Scope & Depth. Everywhere lay temptations to loaf for the next two years, forget that the Oxford tour ends with a do-or-die final examination. Officially on active duty, military Rhodesmen draw full lieutenant's pay as well as the $2,100 annual Rhodes stipend. Attached to the U.S. embassy in London, they get cut-rate PX privileges. They can dress in well-groomed contrast to their colleagues; they can buy cars and hi-fi sets, live in tonier style than all but the richest bloods of wealthy Christ Church College. "You chaps," said an envious Briton, "are the heirs to Edwardian Oxford."
The military students seem less Edwardian than determined. Air Academy-man Hosmer (No. 1 in his class) is backed by West Pointers Jim Ray (No. 2 in his class), Stan Karanowski (No. 3), Powell Hutton (No. 4), Mike Gillette (No. 23) and Pete Dawkins (No. 10), West Point's celebrated Ail-American halfback and first captain of cadets. Dawkins will play Rugby only for his intramural Brasenose College team ("not with a splash, but gradually"). Hosmer will do some wistful spare-time flying ("All my classmates are in pilot training"). The real job is Oxford's challenging labor: the independent pursuit of "fineness of mind." All are reading "P.P.E." (philosophy-politics-economics), a stiff course enthusiastically approved by the U.S. military. "This is an ideal opportunity," says Pete Dawkins. "At West Point, we achieved a certain scope in our education. What we need now is depth."
Curiosity & Cynic'sm. When they roll into Oxford, military Rhodesmen face two hard new lessons: self-discipline ("thinking on your own, not external discipline"), and the humbling fact that their intellectual backgrounds, while deeper in math and science, are not as broad as those of civilian Rhodesmen. The usual reaction is to work extra hard, read more books than ever before, hustle off to concerts, even to plunge into such unmilitary pursuits as literary magazines and theater groups. Result: somewhat less relish for barracks life. "The services take a gamble letting us come here," says an Army Rhodesman after two years at Oxford. "But I think it pays off for them in the long run. I know it does for us."

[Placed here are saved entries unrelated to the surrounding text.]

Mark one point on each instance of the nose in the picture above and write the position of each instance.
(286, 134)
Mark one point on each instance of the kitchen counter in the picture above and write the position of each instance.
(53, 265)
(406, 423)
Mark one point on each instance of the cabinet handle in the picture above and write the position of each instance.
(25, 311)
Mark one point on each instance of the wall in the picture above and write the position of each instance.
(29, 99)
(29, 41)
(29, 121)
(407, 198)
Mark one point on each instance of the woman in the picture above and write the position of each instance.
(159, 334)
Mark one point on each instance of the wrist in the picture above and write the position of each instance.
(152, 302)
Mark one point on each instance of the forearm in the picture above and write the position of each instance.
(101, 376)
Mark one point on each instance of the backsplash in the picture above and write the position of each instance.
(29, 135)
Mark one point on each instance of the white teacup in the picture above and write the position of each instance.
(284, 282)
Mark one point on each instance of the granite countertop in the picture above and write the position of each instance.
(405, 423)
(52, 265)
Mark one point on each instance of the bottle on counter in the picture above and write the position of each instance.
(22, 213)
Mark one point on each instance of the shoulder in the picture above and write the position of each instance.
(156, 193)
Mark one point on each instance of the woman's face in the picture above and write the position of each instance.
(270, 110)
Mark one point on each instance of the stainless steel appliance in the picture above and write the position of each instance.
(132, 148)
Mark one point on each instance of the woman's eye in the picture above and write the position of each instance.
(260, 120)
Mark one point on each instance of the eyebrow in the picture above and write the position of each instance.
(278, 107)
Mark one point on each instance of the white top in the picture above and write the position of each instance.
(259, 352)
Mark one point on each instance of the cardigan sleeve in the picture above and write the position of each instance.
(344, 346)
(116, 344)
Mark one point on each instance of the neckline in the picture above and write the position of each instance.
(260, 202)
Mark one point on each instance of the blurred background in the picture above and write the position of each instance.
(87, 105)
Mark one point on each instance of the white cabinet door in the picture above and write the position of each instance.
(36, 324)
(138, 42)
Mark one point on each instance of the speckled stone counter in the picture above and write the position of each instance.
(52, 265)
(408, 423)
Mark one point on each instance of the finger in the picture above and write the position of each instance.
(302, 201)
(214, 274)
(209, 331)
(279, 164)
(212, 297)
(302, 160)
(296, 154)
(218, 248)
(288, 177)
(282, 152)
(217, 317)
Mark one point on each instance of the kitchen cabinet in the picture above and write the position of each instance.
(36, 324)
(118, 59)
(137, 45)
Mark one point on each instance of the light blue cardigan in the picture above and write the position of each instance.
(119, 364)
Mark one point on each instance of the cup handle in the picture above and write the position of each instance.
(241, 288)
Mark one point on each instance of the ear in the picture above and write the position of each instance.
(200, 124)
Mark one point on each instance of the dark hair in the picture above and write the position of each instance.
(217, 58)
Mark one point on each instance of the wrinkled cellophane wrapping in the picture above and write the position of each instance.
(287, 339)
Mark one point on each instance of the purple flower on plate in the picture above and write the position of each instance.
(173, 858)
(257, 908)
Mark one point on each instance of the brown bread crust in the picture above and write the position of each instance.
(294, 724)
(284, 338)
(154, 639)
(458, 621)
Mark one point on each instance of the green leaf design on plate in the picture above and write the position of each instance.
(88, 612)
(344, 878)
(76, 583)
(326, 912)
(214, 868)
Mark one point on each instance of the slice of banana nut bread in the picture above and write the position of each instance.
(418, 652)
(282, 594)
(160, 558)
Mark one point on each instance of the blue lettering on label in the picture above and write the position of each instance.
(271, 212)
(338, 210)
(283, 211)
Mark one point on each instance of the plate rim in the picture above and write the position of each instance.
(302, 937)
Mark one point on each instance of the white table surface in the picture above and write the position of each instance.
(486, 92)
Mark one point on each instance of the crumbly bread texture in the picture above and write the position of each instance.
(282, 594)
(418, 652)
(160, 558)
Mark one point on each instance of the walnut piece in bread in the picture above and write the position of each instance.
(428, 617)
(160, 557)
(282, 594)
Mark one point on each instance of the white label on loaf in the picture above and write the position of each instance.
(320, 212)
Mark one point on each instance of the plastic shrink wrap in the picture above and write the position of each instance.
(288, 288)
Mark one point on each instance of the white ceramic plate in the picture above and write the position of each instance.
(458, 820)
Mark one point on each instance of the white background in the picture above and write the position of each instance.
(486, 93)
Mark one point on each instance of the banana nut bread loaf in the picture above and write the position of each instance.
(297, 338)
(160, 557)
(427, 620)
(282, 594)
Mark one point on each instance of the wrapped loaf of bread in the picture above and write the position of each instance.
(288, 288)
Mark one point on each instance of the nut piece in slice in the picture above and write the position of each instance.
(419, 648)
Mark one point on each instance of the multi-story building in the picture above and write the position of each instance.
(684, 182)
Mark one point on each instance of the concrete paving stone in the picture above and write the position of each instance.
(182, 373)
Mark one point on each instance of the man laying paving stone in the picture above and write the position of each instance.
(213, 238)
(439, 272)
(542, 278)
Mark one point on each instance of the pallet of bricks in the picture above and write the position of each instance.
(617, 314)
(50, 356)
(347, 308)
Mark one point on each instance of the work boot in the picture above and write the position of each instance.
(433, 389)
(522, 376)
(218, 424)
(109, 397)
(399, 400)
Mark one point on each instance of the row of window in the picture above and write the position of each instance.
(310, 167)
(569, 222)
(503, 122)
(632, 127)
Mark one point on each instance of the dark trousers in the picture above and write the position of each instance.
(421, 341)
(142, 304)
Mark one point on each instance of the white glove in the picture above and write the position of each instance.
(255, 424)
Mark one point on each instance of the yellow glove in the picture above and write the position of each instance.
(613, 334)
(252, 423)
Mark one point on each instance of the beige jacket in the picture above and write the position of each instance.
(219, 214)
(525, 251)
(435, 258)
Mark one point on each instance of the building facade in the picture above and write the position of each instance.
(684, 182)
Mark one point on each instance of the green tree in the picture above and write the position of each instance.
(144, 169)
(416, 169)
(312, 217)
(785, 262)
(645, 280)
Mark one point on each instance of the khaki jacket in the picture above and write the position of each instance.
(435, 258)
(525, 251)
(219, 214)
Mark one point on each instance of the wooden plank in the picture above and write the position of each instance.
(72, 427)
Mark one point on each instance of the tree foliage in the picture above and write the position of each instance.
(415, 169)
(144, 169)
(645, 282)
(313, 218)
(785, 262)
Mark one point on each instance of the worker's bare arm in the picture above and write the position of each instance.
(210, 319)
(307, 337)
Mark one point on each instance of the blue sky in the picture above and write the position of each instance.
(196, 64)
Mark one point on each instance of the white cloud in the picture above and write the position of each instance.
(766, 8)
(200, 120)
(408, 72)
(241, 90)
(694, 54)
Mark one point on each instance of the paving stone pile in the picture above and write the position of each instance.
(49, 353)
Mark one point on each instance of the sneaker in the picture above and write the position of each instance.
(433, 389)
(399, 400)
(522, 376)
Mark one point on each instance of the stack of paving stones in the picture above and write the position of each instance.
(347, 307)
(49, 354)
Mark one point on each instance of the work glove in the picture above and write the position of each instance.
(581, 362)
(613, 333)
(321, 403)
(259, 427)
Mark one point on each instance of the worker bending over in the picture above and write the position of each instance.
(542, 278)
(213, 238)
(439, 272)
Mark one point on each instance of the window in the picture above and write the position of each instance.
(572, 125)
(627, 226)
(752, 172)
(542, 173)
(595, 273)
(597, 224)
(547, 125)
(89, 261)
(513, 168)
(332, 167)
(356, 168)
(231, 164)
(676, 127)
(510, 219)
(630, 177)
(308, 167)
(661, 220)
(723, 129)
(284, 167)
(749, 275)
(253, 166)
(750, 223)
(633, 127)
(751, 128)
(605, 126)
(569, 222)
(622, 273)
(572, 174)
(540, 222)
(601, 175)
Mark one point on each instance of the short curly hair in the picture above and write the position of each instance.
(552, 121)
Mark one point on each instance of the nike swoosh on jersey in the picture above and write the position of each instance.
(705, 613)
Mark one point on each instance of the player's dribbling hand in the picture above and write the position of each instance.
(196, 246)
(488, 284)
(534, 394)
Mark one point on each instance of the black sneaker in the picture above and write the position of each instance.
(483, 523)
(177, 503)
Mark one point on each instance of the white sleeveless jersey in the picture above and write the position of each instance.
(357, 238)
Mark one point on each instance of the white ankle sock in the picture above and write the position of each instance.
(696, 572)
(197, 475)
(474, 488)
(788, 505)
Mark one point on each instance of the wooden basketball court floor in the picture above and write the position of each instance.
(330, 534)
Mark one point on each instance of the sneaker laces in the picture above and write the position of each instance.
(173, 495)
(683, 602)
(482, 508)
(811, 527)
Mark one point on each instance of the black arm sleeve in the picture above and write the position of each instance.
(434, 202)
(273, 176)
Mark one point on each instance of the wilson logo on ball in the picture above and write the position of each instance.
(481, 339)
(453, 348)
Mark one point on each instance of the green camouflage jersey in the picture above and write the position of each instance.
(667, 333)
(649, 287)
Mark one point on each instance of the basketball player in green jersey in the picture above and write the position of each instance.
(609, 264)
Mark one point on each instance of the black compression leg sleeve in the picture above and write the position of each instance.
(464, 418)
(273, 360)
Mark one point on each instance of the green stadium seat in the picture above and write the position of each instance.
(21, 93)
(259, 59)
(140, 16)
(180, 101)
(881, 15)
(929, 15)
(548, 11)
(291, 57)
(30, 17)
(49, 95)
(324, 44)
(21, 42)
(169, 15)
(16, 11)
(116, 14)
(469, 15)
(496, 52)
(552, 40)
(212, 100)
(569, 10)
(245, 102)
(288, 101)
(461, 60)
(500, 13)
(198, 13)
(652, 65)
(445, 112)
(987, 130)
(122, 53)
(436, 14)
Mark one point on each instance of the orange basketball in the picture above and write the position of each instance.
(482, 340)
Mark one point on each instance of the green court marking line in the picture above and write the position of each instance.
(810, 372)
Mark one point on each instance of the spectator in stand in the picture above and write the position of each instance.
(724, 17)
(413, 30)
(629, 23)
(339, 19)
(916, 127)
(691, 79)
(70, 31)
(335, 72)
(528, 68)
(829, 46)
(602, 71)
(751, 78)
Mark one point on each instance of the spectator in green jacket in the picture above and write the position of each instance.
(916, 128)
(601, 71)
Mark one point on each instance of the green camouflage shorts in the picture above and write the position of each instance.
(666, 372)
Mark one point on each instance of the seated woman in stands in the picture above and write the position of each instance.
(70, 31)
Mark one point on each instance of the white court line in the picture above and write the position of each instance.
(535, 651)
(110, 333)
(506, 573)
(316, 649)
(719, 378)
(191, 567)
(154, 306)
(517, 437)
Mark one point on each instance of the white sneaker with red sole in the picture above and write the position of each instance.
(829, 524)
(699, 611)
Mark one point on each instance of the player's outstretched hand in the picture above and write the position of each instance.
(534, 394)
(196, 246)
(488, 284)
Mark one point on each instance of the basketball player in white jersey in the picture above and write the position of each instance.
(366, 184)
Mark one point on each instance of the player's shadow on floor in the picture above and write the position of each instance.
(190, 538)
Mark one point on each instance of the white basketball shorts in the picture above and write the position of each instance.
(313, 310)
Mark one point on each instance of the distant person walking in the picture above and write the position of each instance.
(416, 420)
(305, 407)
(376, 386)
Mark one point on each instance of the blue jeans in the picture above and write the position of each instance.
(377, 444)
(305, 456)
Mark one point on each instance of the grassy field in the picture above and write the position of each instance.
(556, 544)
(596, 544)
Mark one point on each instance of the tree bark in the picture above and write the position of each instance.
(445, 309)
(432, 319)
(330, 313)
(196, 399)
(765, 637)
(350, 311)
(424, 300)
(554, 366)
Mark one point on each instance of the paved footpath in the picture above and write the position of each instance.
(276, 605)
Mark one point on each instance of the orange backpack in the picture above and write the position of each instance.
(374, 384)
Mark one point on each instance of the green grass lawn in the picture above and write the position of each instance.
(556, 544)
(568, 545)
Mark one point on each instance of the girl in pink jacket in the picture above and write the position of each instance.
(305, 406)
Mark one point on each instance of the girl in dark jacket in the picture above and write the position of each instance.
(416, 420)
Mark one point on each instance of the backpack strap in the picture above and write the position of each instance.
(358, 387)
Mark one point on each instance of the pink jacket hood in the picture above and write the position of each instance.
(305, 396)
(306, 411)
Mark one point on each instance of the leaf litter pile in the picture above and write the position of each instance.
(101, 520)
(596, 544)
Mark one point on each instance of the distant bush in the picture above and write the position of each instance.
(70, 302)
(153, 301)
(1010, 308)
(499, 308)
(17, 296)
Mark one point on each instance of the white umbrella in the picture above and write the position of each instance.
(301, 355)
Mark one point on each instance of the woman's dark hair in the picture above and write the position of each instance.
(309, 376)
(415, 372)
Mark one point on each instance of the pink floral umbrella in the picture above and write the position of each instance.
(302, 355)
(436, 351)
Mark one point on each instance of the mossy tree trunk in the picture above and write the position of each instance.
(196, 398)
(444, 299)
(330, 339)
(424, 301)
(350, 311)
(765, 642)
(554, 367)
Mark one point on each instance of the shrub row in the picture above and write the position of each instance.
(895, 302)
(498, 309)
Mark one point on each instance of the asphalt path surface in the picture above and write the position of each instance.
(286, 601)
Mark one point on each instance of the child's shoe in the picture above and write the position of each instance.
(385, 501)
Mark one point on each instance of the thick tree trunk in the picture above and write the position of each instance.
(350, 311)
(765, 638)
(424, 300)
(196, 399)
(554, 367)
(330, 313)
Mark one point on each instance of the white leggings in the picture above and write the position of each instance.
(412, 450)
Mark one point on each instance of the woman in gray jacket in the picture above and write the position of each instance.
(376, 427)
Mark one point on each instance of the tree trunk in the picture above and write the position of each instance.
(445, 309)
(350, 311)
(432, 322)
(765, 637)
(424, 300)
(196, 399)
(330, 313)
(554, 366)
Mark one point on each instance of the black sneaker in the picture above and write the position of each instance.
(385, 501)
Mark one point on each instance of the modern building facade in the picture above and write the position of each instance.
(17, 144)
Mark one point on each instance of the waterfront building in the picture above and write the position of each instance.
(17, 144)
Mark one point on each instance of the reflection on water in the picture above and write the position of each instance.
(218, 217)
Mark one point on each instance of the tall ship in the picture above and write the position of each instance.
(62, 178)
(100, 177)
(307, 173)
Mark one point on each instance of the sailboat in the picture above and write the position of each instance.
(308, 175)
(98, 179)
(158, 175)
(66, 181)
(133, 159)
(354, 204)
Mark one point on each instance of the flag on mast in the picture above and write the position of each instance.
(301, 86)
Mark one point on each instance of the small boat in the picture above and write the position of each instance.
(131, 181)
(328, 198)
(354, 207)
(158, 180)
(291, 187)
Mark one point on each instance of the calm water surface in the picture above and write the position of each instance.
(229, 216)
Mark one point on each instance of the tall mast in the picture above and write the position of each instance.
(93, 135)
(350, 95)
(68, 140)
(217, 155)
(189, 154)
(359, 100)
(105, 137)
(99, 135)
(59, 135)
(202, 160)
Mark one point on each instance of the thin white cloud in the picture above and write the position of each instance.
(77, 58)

Socially, military Rhodesmen are among the university's most popular students. Academically, they have hung up distinguished records. In "schools" (final exams), West Pointers won one first in 1957, three in 1958--a phenomenal showing. Oxford's habits of curiosity and quiet cynicism rub off on them; they may end up seeming a strange breed to the brass who sent them. But U.S. Air Force Chief of Staff General Thomas D. White is all for it. Said he firmly last year: "I know of no greater background than a Rhodes scholarship to equip an outstanding officer to deal with his future."
*But not at Annapolis, whose young seagoing graduates are always promoted faster than landbound Rhodesmen. t Since the first contingent in 1925, West Pointers have won 40 scholarships.